Padriag -> RE: Equality within D/s (4/30/2009 8:39:18 PM)

quote:

ORIGINAL: kdsub
I believe it is as simple as that...
 
Clearly

quote:

The dominant is instigating the action...if they are not they are not dominant...

So nothing happens without the dominant, is that what you are saying?  The submissive never takes any initiative, never requests or begs for anything, has no desires, wants or needs of their own that they act on?  You seem to be implying that the submissive does nothing but react to the dominant... frankly... that's bollocks.

quote:

 But the submissive decides to allow or not to allow.

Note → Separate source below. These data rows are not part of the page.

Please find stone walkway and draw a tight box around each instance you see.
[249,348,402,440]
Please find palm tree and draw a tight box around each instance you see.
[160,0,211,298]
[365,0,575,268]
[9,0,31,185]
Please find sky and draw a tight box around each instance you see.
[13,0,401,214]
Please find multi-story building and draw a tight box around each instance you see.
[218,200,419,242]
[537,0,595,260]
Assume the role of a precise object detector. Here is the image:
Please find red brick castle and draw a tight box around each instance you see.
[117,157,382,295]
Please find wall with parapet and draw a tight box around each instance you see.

Sometimes, so does the dominant.  Submissive wants to go to the bathroom... dominant decides to say no or yes.  Submissive wants to chat online with friends, dominant decides no or yes.  Submissive wants to be spanked... dominant decides.  Clearly you haven't considered any of these very common scenarios.

quote:

There is the real power.

Which in light of the above situations, seems to be shared quite a bit.

quote:

Submissive does not allow…submissive power
Submissive walks away…submissive power by negating the wants of the Dominant.

Dominant walks away…both loose relationship…equal loss


What that is is very skewed and fuzzy logic.  On the one hand you claim if the submissive walks away they have the power... but if the dominant walks away it is at best an equal loss.  Clearly, you assume the dominant wants the submissive more than the submissive wants the dominant... that's false logic, you have nothing in evidence to support that with.  Not all dominants desparately want submissives, nor do all submissives desparately want dominants.  Both can say no or walk away in theory... and as Dolly points out, their ability to do so will be very much related to their level of attachment... least attached "wins" (if losing a relationship could be called winning, which I don't). 

quote:

That is 3 to 1 submissive have more power.

Butch

And clearly that's how you want to see it.  While it might be fascinating to pick apart whatever brought you to that narrowly focused conclusion, its also far afield of the topic... as nothing in this brief discussion has anything to do with the OP's topic.  End digression.